Re: [PATCH] nvme: Change our APST table to be no more aggressive than Intel RSTe

From: Andy Lutomirski
Date: Thu May 18 2017 - 21:14:22 EST


On Thu, May 11, 2017 at 9:06 PM, Andy Lutomirski <luto@xxxxxxxxxx> wrote:
> It seems like RSTe is much more conservative with transition timing
> that we are. According to Mario, RSTe programs APST to transition from
> active states to the first idle state after 60ms and, thereafter, to
> 1000 * the exit latency of the target state.
>

I pondered this a bit, and I want to NAK my own patch. This patch
stinks -- there's mounting evidence that what it really does is to
make any problems show up more rarely. If a system is broken, I want
it to be obviously broken.

Here are two options to move forward:

a) Leave the Dell quirk in place until someone from Dell or Samsung
figures out what's actually going on. Add a blanket quirk turning off
the deepest sleep state on all Intel devices [1] at least until
someone from Intel figures out what's going on -- Hi, Keith! Deal
with any other problems as they're reported.

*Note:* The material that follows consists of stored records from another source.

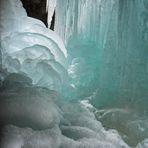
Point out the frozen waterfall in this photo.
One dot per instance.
(83, 85)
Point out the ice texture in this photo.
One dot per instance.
(111, 38)
(50, 4)
(37, 86)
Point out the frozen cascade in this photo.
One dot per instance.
(34, 112)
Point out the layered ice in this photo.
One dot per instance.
(36, 80)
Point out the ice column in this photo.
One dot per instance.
(50, 6)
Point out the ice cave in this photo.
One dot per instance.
(74, 74)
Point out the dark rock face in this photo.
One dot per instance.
(36, 9)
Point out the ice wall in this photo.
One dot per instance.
(111, 37)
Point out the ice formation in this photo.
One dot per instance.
(39, 89)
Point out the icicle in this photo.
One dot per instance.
(50, 7)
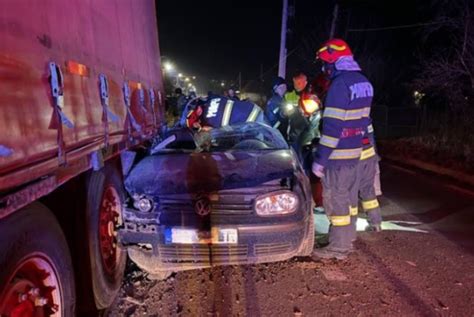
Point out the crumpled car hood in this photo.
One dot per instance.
(208, 172)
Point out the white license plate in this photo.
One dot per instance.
(192, 236)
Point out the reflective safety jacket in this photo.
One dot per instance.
(221, 111)
(345, 119)
(274, 114)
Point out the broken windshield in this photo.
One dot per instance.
(248, 136)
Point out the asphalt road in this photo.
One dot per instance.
(422, 264)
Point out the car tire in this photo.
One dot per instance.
(308, 244)
(102, 260)
(34, 255)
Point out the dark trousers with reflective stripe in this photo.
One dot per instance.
(365, 191)
(338, 184)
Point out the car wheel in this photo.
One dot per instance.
(103, 262)
(36, 275)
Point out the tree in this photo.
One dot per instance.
(447, 65)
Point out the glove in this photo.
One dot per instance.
(318, 170)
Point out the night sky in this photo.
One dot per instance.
(219, 39)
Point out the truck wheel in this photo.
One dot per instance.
(105, 260)
(308, 244)
(36, 275)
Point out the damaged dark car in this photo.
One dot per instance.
(233, 195)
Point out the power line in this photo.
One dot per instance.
(395, 27)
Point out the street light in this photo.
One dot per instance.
(169, 67)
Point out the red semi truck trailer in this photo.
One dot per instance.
(80, 89)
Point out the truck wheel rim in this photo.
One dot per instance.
(33, 289)
(110, 212)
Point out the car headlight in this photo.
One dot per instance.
(280, 203)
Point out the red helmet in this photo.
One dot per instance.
(332, 50)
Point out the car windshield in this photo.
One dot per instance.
(248, 136)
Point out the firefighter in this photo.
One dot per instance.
(366, 190)
(344, 121)
(293, 111)
(274, 109)
(221, 111)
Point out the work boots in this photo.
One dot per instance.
(340, 245)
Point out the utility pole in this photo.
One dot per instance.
(240, 82)
(282, 60)
(334, 20)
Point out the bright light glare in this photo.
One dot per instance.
(310, 105)
(169, 67)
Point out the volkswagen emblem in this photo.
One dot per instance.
(202, 206)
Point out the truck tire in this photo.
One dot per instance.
(103, 262)
(35, 265)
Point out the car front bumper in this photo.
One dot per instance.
(150, 249)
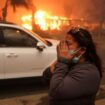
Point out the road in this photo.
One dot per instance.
(32, 93)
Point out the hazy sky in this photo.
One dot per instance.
(88, 9)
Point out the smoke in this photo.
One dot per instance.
(91, 10)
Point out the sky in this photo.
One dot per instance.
(92, 10)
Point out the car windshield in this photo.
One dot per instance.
(42, 39)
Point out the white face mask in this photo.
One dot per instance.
(75, 59)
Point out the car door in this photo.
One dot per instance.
(22, 58)
(1, 56)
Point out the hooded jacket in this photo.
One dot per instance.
(76, 85)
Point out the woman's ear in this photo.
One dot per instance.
(83, 50)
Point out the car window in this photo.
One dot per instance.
(18, 38)
(1, 39)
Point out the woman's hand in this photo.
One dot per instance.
(63, 51)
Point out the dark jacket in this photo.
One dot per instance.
(76, 85)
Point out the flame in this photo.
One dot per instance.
(44, 20)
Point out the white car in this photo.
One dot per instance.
(23, 53)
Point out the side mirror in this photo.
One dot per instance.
(40, 46)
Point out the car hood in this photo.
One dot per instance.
(53, 41)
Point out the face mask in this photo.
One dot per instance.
(75, 59)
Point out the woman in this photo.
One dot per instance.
(77, 73)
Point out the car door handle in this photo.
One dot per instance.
(11, 55)
(15, 55)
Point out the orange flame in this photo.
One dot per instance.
(44, 21)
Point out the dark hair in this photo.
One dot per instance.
(84, 39)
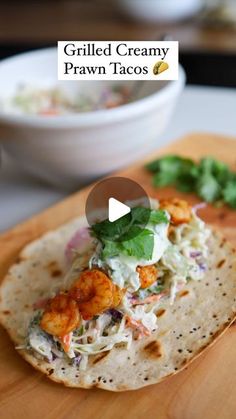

b) Turn off the deepest state across the board and add a whitelist.
Populate the whitelist a bit. The problem is that I don't even know
what to whitelist. My system works great, but does that mean that my
particular laptop is fine? My particular disk is certainly *not* fine
when installed in other laptops.

Ideas? (a) is a bit simpler to implement, I think, and may be good enough.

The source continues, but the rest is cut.